Queuing songs at a party is always a struggle, everyone wants something different and there’s always someone who takes over the playlist. Therefor we built Partify.
What it does
Our solution: generate Spotify playlists automatically using machine learning based on the users favorite tracks sorted by mood select-able by the host.
How we built it
We analyzed songs labelled by their playlists titles to determine what metadata parameters determines the mood and feel of a song, from calm (lounge) to intense (club). The tracks are classified with a Support Vector Machine with regularization in SciKit Learn.
The front-end is built on react, following a Spotify-inspired light theme.
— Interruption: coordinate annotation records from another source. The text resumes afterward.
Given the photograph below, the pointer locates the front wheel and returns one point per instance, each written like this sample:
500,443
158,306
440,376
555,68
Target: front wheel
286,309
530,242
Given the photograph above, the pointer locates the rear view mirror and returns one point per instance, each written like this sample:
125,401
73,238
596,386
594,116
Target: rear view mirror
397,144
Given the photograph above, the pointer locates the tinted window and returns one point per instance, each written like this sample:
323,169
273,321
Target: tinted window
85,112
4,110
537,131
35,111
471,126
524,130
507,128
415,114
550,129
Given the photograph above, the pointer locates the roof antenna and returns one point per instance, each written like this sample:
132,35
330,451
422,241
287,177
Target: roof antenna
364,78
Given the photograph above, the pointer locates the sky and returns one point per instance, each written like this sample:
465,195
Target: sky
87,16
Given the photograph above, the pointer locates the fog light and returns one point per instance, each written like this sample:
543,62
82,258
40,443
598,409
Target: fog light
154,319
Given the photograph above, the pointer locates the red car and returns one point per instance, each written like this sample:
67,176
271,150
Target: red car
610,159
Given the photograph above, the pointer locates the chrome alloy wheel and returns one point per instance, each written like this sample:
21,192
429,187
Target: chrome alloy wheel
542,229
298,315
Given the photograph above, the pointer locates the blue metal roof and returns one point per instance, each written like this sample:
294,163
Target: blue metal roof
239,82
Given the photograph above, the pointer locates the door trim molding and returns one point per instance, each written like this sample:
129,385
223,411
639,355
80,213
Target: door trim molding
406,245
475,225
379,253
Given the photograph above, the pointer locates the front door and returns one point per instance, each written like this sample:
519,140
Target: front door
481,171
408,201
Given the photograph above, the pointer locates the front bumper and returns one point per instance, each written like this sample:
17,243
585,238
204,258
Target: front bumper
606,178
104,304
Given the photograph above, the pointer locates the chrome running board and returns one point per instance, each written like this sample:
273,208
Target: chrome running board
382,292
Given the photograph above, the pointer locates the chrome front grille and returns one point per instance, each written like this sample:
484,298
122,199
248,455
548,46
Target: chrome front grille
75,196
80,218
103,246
The Backend is built using Python and Flask library. All the data is fetched using the Spotify API.
Challenges I ran into
The most difficult part was to determine what data to analyze and which model to use, since we wanted to determine lounge and club music feel based on Spotify's features-metadata. So far it has an accuracy of approximately 85-90 %, this can be improved using more training data.
What we learned
We have learned a lot about how Spotify API’s work and also gained some new machine learning skills.
What’s next for Partify
Becoming better at classifying tracks and adding more variety of moods to pick from, we had an idea of a triangle/octagon picker instead of a simple slider. Another improvement would be shuffling the users different tracks in a smarter way so they get similar representation in the playlist.